The Caribbean is a region of the world that is overwhelmed with sunny islands. Located southeast of the Gulf of Mexico, the Caribbean is undoubtedly a perfect spot to relax in a warm climate. Although the region’s most famous destinations for tourists include Cuba (non US) and the Dominican Republic, other lesser-known places are worth a detour. Among them is Guadeloupe, a French overseas department whose territory totals some 1,600 square kilometers.
Although Guadeloupe is relatively small, it remains the largest archipelago of the Lesser Antilles. Guadeloupe is comprised of two main islands (Basse-Terre and Grand-Terre, which are shaped like the wings of a butterfly) as well as the nearby islands of Les Saintes, Marie-Galante and La Désirade. Altogether, these islands have a population of just over 400,000 individuals, which makes Guadeloupe the 7th largest territory in the Caribbean.
Since Guadeloupe is an overseas department of France, its “capital” – the city of Basse-Terre, not to be confused with the island that bears the same name – actually is a “prefecture”. The city of Basse-Terre, with its 12,000 inhabitants, is not Guadeloupe’s largest town, though.
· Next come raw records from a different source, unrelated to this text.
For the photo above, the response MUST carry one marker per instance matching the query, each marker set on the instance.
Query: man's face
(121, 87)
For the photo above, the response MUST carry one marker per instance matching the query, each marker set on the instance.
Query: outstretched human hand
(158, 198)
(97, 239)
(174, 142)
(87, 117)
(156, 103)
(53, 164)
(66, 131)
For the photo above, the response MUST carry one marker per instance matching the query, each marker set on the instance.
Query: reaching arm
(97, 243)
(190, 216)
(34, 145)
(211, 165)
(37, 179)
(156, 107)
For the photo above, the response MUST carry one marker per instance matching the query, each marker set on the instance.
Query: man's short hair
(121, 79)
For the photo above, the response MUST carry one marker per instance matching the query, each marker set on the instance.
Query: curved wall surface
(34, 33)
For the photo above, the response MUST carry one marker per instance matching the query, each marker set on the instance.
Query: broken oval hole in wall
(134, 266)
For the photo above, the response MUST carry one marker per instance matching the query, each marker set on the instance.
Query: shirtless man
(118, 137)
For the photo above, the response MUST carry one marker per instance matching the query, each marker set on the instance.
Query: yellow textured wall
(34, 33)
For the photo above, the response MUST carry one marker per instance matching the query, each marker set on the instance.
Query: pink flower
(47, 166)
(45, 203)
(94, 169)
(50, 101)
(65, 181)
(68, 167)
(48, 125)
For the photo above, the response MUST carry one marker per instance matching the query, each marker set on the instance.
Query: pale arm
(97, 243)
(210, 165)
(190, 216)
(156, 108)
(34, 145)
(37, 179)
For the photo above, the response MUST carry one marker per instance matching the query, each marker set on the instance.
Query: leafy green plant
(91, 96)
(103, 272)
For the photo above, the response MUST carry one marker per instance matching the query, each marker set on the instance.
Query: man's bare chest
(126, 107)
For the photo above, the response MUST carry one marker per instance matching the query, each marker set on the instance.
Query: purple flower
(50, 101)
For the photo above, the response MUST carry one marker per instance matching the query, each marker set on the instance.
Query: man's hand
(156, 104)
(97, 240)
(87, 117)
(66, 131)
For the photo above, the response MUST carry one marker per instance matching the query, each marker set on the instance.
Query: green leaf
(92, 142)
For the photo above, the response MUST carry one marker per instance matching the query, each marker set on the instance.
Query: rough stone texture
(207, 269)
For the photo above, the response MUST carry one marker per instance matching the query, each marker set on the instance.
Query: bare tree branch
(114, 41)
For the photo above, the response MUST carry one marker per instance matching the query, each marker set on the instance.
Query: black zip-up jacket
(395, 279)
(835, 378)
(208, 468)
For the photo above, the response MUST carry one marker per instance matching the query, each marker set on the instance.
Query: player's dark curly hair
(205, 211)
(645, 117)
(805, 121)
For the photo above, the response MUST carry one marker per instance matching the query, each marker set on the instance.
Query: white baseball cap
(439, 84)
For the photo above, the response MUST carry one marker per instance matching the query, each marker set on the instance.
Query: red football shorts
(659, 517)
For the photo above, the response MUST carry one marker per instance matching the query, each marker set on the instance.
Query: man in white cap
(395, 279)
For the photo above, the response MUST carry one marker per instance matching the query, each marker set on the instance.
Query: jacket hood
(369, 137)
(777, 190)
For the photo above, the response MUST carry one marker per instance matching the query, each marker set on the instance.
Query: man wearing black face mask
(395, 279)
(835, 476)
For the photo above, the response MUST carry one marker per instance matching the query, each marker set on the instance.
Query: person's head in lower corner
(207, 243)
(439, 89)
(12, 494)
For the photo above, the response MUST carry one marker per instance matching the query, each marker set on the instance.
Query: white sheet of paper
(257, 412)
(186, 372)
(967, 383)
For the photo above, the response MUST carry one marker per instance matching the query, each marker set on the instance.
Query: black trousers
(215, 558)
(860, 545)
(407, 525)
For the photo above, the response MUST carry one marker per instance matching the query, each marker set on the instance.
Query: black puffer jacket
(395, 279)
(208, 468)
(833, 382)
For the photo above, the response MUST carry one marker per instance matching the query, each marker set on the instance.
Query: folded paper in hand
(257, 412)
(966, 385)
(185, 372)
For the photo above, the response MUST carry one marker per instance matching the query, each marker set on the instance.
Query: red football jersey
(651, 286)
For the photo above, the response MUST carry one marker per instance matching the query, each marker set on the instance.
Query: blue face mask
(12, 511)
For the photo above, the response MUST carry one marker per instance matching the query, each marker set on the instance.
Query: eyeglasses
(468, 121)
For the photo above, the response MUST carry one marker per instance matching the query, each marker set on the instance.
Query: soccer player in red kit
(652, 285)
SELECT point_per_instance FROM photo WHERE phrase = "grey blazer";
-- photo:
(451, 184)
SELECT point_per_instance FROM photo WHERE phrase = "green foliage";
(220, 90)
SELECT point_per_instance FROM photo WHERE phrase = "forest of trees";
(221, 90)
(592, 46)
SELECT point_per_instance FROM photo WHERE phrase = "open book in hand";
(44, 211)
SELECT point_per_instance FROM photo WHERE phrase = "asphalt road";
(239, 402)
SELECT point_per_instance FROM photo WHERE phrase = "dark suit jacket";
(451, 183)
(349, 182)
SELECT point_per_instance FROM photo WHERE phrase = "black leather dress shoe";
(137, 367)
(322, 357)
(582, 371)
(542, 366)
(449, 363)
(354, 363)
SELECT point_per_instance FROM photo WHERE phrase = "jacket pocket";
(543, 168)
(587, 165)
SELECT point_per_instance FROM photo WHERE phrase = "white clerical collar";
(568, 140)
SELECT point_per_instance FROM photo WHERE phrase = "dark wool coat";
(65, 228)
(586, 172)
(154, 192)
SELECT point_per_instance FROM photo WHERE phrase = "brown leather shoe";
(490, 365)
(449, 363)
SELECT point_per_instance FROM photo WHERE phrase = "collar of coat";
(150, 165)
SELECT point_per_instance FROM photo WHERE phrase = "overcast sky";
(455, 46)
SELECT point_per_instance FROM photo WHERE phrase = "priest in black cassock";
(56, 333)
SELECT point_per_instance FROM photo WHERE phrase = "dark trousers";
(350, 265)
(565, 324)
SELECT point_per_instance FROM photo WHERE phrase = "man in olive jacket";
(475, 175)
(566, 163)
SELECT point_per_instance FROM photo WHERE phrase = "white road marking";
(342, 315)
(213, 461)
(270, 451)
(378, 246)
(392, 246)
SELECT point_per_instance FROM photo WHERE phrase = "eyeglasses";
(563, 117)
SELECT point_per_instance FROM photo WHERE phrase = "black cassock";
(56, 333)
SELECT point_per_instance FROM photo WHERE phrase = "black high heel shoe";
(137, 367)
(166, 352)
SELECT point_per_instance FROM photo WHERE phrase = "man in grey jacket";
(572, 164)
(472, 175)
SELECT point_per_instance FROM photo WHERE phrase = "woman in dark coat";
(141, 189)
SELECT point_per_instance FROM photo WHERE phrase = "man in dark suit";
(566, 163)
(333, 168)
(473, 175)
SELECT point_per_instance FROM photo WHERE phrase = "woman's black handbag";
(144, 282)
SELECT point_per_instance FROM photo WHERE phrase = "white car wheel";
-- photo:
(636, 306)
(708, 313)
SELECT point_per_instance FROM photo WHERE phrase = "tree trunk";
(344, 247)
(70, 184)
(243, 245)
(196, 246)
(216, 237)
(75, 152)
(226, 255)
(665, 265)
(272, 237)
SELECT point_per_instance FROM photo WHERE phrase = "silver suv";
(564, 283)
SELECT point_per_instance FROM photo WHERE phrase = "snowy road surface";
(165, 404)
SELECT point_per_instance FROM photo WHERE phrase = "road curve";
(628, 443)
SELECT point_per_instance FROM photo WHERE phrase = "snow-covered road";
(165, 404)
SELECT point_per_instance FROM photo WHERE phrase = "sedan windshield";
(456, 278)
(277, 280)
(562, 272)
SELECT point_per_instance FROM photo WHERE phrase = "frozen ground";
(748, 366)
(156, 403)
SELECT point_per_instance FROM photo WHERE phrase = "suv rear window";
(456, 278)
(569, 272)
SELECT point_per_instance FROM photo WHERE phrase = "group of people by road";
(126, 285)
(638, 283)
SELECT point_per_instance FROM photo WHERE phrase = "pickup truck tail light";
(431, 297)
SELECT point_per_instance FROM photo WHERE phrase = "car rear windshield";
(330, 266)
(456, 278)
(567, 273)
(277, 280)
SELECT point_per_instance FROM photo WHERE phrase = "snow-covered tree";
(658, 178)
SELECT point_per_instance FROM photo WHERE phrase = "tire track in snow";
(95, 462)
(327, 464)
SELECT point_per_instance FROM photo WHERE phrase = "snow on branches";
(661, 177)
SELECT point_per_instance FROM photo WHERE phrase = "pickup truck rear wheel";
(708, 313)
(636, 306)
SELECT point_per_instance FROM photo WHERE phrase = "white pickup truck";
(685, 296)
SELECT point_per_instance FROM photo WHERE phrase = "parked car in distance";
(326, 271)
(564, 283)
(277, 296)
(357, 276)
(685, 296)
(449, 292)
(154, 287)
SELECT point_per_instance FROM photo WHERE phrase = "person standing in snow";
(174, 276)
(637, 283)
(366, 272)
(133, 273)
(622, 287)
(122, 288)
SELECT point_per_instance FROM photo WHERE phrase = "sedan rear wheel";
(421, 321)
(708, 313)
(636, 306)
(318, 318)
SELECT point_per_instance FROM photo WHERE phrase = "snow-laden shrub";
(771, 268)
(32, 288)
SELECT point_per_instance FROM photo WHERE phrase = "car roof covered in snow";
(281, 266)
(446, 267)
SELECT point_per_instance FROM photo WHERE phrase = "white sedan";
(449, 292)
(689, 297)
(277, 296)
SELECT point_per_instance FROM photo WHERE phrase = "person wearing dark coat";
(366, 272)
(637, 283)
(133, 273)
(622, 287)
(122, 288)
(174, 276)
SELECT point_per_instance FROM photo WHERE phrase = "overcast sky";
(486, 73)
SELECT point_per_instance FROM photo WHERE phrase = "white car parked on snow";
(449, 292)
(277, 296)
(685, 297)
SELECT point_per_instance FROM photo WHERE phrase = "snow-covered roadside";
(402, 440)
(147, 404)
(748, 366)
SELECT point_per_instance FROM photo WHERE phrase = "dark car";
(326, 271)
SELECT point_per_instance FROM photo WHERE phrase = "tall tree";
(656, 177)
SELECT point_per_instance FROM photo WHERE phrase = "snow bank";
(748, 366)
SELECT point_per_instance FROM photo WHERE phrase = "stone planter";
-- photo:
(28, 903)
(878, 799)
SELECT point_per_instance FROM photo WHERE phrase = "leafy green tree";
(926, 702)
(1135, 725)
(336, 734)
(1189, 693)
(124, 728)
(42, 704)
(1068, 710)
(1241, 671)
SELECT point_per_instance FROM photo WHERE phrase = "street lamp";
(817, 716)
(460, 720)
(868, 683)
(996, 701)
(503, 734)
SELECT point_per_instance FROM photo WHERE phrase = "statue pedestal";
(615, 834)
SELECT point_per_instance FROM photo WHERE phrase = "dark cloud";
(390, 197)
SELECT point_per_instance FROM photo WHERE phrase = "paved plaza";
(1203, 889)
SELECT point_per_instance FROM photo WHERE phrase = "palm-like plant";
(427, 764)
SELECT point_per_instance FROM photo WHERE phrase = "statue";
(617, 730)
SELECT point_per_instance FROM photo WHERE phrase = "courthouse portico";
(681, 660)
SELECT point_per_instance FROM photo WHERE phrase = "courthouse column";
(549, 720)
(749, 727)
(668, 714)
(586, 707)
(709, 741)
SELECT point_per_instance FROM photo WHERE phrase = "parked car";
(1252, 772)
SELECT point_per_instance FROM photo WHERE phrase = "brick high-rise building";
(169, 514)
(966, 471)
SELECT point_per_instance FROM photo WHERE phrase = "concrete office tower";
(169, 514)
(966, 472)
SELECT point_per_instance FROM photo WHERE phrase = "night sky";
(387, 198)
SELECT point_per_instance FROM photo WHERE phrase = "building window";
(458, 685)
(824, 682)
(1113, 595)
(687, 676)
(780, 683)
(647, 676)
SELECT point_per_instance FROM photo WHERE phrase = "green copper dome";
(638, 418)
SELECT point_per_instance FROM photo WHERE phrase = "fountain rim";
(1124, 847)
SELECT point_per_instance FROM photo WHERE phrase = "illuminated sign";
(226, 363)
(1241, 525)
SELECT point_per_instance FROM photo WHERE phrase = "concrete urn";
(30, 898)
This title is in fact owned by Pointe-à-Pitre, which is located on the island of Grande-Terre.
More than 80% of the tourists who make it to Guadeloupe come from France, and another 10% come from other European countries. Visitors from the United States and Canada only represent some 3.5% and 1.5%, respectively. This means that tourism in Guadeloupe remains quite largely “intra-national”, which actually sounds weird since French visitors from metropolitan France actually have to cross the Atlantic Ocean…
Caribbean lovers, however, should definitely give Guadeloupe a try. Indeed, the French department’s islands are tremendously gorgeous! Not only are they endowed with unique turquoise water and fine sand but they also offer a wide range of possibilities, from beach activities to nature observation, going through sports such as hiking and traditional culinary experiences.
Basse-Terre and Grande-Terre
Basse-Terre, which is the west island of the “butterfly wings”, is capped by an active volcano called La Soufrière. Not only is La Soufrière the highest peak (1,467 metres) in the Lesser Antilles, but it can also be climbed by tourists who wish to live a unique hiking experience. Basse-Terre offers amazing panoramas, thanks to its tropical forest (which officially is a National Park), waterfalls, luxuriant vegetation and beaches.
Image from amaudo.fr
As to Grande-Terre, it offers a wider range of activities, from bars and casinos to turquoise waters and pristine beaches. Many of the island’s restaurants offer quality, traditional Créole cuisine while Guadeloupe biggest city – namely, Pointe-à-Pitre – has interesting monuments to see and nice places to visit. It ought to be noted that Grande-Terre, which sits on a limestone plateau, also has perfect conditions for intense sugar cane-growing.
Marie-Galante, Les Saintes and La Désirade
Sugar cane also is grown on the island of Marie-Galante; plantations actually occupy more than half the land of Marie-Galante. This agricultural activity together with local expertise produce among the best rums on the planet in three different distilleries: Bellevue, Bielle and Poisson. Marie-Galante’s inhabitants are renown for their warmth and authenticity and for that reason, many say that one doesn’t really go to Guadeloupe unless he or she goes to Marie-Galante.
Photo by famillemarie.com
Les Saintes are composed of two small inhabited islands and seven islets. They hide colourful streets, houses, fishing boats as well as one of the world’s most beautiful bays. As for La Désirade, it is now classified as a natural reserve, a fact that has recently fostered ecotourism in Guadeloupe. For the diversity of the activities it offers and the peaceful islands it consists of, Guadeloupe should definitely be seen by Caribbean addicts!